Experimental medications were administered approximately 1 h after arrival. One hour after medication administration, participants were provided with a pack of their preferred brand of cigarettes and an assortment of snacks and decaffeinated drinks. Participants were then allowed to smoke, eat, and drink ad libitum for 4 h. Participants completed the self-reported drug-effect questionnaires 1, 2, 3, 4, and 5 h after drug administration. As a safety precaution, heart rate and blood pressure were recorded using an automated blood-pressure monitor (DINAMAP XL, Johnson and Johnson, Alexandria, TX) every 30 min for 3 h after medication administration and every hour for the remaining 2 h of the session. Carbon monoxide levels were recorded immediately before the participant completed the self-reported drug-effect questionnaires.

Outcome measures used to assess smoking included total cigarettes smoked, total puffs, and CO levels. Experimental sessions were digitally recorded, and smoking within each session was double-scored by a primary and secondary observer, both of whom were blind to the dose conditions. If the interobserver reliability was greater than or equal to 85%, data from the primary observer were used for data analysis. If the interobserver reliability was less than 85%, the session was rescored by both observers. Interobserver reliabilities exceeded 98%.

Food intake after drug administration was measured to further characterize the effects of methylphenidate and atomoxetine. Both the number of items consumed and the total caloric intake were determined. The number of items consumed was calculated at the end of each experimental session by counting the number of food packages and beverage containers opened by the volunteer. To calculate caloric intake, the available food items and beverages were weighed before being served. At the end of the session, if a food item or beverage was only partially consumed, it was reweighed, and the proportion consumed was multiplied by the caloric content of the entire food item.
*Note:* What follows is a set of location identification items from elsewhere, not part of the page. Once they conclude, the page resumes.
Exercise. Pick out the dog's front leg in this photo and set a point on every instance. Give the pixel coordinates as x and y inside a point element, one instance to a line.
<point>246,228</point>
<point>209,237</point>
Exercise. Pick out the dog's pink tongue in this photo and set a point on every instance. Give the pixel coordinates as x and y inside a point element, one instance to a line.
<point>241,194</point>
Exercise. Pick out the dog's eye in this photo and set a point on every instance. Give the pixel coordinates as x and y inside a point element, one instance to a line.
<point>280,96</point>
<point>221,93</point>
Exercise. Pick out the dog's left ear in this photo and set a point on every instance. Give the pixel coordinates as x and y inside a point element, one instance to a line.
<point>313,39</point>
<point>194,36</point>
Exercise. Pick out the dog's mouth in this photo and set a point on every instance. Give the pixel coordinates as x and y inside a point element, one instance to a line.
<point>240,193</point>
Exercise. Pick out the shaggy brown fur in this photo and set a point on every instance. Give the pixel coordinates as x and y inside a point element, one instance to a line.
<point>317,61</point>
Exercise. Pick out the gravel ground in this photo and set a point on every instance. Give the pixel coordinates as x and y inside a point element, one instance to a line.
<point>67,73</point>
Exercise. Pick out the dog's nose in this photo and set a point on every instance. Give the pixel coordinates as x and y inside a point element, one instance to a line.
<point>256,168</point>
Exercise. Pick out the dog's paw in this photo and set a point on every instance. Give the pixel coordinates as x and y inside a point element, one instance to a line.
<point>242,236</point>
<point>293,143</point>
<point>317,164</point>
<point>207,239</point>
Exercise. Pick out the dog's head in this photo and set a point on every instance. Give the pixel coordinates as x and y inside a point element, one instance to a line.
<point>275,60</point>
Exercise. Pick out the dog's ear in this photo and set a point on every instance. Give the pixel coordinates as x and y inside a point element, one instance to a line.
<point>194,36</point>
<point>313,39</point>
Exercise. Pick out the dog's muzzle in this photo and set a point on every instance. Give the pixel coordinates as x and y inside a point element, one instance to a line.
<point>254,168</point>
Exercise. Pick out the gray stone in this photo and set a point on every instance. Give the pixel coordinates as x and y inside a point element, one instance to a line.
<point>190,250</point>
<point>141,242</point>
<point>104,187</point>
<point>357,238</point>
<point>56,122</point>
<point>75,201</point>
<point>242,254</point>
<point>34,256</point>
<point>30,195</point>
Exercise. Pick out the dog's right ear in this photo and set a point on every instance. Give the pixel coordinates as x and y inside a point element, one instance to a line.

If a food or beverage item was completely consumed, the caloric content for the entire item was recorded. The number of calories consumed for each food item and beverage was then summed to calculate the total caloric intake for the experimental session.
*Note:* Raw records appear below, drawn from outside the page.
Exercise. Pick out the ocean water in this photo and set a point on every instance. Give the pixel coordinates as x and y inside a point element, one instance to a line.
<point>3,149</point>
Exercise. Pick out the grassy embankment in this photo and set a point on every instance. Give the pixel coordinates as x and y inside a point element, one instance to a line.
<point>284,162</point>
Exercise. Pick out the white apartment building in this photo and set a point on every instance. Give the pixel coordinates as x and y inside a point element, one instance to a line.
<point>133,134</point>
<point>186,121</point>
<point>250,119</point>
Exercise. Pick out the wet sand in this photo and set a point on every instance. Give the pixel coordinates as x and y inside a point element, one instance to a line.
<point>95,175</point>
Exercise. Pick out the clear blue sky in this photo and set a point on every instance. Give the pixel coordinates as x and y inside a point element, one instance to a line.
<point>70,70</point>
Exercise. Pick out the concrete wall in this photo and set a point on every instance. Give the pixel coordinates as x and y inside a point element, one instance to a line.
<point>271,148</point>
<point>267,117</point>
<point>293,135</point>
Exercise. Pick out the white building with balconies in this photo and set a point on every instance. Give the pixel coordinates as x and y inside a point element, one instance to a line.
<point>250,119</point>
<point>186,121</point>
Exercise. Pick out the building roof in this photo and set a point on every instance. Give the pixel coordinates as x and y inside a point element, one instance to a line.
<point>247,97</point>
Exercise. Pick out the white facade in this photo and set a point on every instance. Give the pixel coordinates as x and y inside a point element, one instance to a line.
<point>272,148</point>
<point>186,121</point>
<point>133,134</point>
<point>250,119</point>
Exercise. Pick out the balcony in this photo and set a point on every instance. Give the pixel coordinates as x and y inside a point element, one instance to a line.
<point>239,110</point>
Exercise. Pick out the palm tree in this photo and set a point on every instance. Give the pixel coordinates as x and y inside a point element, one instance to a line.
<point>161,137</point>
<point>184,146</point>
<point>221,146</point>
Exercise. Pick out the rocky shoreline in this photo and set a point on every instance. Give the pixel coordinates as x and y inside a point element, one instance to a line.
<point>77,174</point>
Subject-rated drug-effect questionnaires included a locally developed Drug-Effect Questionnaire and an Adjective-Rating Scale (Rush et al. 2005; Oliveto et al. 1992). As noted above, these questionnaires were completed approximately 30 min before drug administration and 1, 2, 3, 4, and 5 h after drug administration. Approximately 5 h after drug administration, participants completed a five-item cigarette rating scale as well as a five-item food rating scale. Other than the words “cigarettes” and “food,” these scales were identical in wording. The items rated were: (1) Did you “ENJOY” your cigarettes/food more than usual during today’s session?; (2) Did you “CRAVE” cigarettes/food more than usual during today’s session?; (3) Did your cigarettes/food “TASTE” better than usual during today’s session?; (4) Did you “LIKE” your cigarettes/food more than usual during today’s session?; and (5) Did you get more “PLEASURE” from your cigarettes/food during today’s session? Participants responded to these questions using five options: Not At All, A Little Bit, Moderately, Quite A Bit, and Extremely (scored numerically from 0 to 4).

Drug administration

The drug conditions were methylphenidate (10, 20, and 40 mg), atomoxetine (20, 40, and 80 mg), and placebo. Each active dose of methylphenidate and atomoxetine was tested once, while placebo was tested twice. Doses were administered in mixed order with the exception that the highest dose of either medication was never administered during the first experimental session. All dose conditions were administered in a double-blind fashion. The commercially available drug (10 mg methylphenidate, CelTech, Rochester, NY or 20 mg atomoxetine, Eli Lilly, Indianapolis, IN) was over-encapsulated in a size 0 capsule to prepare the doses. Cornstarch was used to fill the remainder of these capsules. Placebo capsules were prepared by filling a 0 capsule with cornstarch. Drug doses were administered in mixed order, and at least 24 h separated all drug administrations.

Data analysis

Data were analyzed statistically as raw scores for all measures. Effects were considered significant for p ≤ 0.05. Preliminary analyses indicated no significant differences between the two placebo sessions on number of cigarettes, CO levels, or number of puffs. For all subsequent analyses, data were averaged across the two placebo sessions.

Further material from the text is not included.